Maka dari esensinya, sains sudah Islami, Hukum-hukum yang digali dan dirumuskan sains seluruhnya tunduk pada hukum Allah. Pembuktian teori-teori sains pun dilandasi pencarian kebenaran, bukan pembenaran nafsu manusia. Dalam sains, kesalahan analisis dimaklumi, tetapi kebohongan adalah bencana. Al Faruqi menetapkan lima sasaran dari rencana kerja Islamisasi Sains atau Ilmu, yaitu:

Menguasai disiplin-disiplin modern
Menguasai khazanah Islam
Menentukan relevansi Islam yang spesifik pada setiap bidang ilmu pengetahuan modern
Mencari cara-cara untuk melakukan sintesa kreatif antara khazanah Islam dengan Khazanah ilmu pengetahuan modern.
Mmengarahkan pemikiran Islam ke lintasan-lintasan yang mengarah pada pemenuhan pola rancangan Allah.

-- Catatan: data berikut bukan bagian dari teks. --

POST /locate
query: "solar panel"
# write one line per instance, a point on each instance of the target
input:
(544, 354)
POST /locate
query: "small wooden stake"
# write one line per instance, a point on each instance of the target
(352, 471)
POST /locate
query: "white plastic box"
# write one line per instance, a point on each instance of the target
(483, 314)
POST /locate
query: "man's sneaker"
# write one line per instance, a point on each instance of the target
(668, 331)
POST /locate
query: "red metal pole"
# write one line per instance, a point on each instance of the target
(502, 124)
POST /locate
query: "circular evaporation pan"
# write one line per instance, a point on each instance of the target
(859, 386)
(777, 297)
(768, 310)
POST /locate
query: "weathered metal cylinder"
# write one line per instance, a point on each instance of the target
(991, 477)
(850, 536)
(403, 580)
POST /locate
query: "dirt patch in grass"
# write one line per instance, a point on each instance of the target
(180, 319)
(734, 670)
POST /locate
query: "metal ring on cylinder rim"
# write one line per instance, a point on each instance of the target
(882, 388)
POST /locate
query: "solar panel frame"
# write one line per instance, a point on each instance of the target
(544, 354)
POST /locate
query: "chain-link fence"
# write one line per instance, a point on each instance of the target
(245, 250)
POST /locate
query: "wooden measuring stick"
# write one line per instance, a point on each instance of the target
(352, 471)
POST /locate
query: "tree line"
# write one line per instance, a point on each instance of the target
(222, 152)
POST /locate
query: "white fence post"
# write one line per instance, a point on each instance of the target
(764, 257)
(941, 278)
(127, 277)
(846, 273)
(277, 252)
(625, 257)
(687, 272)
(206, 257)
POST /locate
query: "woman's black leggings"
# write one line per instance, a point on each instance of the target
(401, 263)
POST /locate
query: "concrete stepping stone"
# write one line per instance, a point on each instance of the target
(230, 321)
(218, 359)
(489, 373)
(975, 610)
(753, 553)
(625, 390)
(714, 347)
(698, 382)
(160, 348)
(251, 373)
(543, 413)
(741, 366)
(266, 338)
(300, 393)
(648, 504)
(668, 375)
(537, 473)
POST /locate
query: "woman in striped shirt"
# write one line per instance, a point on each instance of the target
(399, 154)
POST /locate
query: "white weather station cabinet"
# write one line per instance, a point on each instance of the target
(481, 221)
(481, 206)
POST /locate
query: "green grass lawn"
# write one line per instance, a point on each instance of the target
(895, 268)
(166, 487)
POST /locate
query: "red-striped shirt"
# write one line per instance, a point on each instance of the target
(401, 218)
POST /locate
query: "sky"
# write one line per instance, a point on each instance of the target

Hukum konservasi massa dan energi yang secara keliru sering disebut sebagai hukum kekekalan massa dan energi sering dikira bertentangan dengan prinsip tauhid. Padahal itu hukum Allah yang dirumuskan manusia, bahwa massa dan energi tidak bisa diciptakan dari ketiadaan dan tidak bisa dimusnahkan. Alam hanya bisa mengalihkannya menjadi wujud yang lain. Hanya Allah yang kuasa menciptakan dan memusnahkan. Bukankah itu sangat Islami?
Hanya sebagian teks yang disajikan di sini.